Donald Trump sieht sich erneuter Kritik ausgesetzt, nachdem eine öffentliche Ehrung eines gefallenen amerikanischen Soldaten als Überschreitung der Grenze zwischen Gedenken und Wahlkampfrhetorik kritisiert wurde.
Die Kontroverse dreht sich um einen Gedenkauftritt zu Ehren des 25-jährigen Oberleutnants Tyler James Feehan, der Mitte Juli bei einem iranischen Raketen- und Drohnenangriff auf die Muwaffaq Salti Air Base in Jordanien getötet wurde. Drei weitere US-Soldaten im Alter zwischen 19 und 30 Jahren kamen bei dem Angriff ebenfalls ums Leben.
Als die sterblichen Überreste der Soldaten auf der Dover Air Force Base in die Vereinigten Staaten zurückgebracht wurden, beschrieb Trump den Anlass als zutiefst emotional.
„Es ist das Schwerste, was ich tue.“
Familie zu Wahlkampfveranstaltung eingeladen
Im Anschluss an die Militärzeremonie lud Trump Feehans Eltern und Onkel an Bord der Air Force One ein, bevor er zu einer Wahlkampfveranstaltung in einer High School in Georgia reiste.
Während seiner Rede würdigte der Präsident zunächst den jungen Offizier, bevor er den Moment mit seiner eigenen politischen Botschaft verknüpfte.
Mit Bezug auf Feehan sagte Trump der Menge:
„Er blickt genau hierher herab, und er ist so stolz.“
Momente später fügte er hinzu:
„Gemeinsam machen wir unser Land sicherer, stärker und weitaus erfolgreicher, als es je zuvor war. Es geschieht direkt vor Ihren Augen.
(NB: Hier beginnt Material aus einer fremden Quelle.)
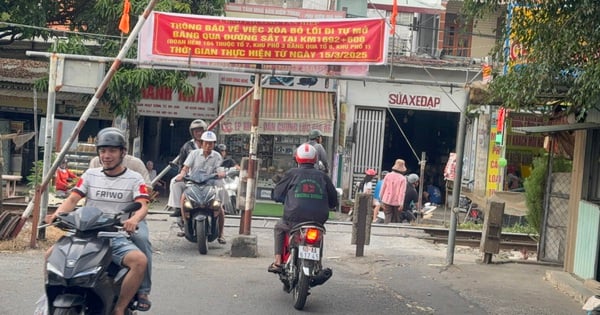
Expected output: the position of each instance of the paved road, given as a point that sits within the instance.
(399, 274)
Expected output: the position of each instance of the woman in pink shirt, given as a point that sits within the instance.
(393, 191)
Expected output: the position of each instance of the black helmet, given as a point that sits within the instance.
(314, 134)
(197, 123)
(111, 137)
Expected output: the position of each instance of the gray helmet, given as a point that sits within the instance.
(111, 137)
(197, 123)
(314, 134)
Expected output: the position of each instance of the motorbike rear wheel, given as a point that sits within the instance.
(201, 237)
(300, 292)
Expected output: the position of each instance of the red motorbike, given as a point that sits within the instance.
(302, 254)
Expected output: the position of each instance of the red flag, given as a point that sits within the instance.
(124, 23)
(393, 17)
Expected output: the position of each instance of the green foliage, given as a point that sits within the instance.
(562, 43)
(95, 32)
(535, 187)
Deshalb nenne ich es das Goldene Zeitalter.“
„Gold Star“-Familien äußern Wut
Kritiker argumentieren, der Übergang von der Ehrung eines gefallenen Soldaten zur Hervorhebung der Errungenschaften der Regierung sei unangemessen gewesen.
Laut Newsner verurteilten mehrere Mitglieder der „Gold Star“-Gemeinschaft – Familien, die Angehörige im US-Militärdienst verloren haben – die Äußerungen und erklärten, Politiker sollten verstorbenen Soldaten keine politischen Meinungen zuschreiben oder Gedenkveranstaltungen als Wahlkampfplattformen nutzen.
Die Debatte intensivierte sich auch in den sozialen Medien, wo Befürworter Trumps Auftritt als herzliche Geste lobten, während Gegner ihm vorwarfen, den Verlust einer trauernden Familie für politische Zwecke auszunutzen.
Familie veröffentlicht emotionale Erklärung
Feehans Angehörige konzentrierten sich auf die Trauer um den Verlust des jungen Offiziers und veröffentlichten nach dem Angriff eine Erklärung, in der sie ihre Trauer zum Ausdruck brachten.
„Unsere Herzen sind gebrochen. Tyler James Feehan, unser Sohn, unser ‚Tivo‘, wurde uns viel zu früh entrissen, zusammen mit anderen amerikanischen Helden, die bei diesem tragischen Angriff ebenfalls ums Leben kamen oder verwundet wurden.“
Die Gedenkkontroverse fällt in eine Zeit, in der die politische Debatte über den umfassenderen Konflikt mit dem Iran andauert, der seit der Eskalation der Kämpfe Anfang dieses Jahres mehreren amerikanischen Soldaten das Leben gekostet hat.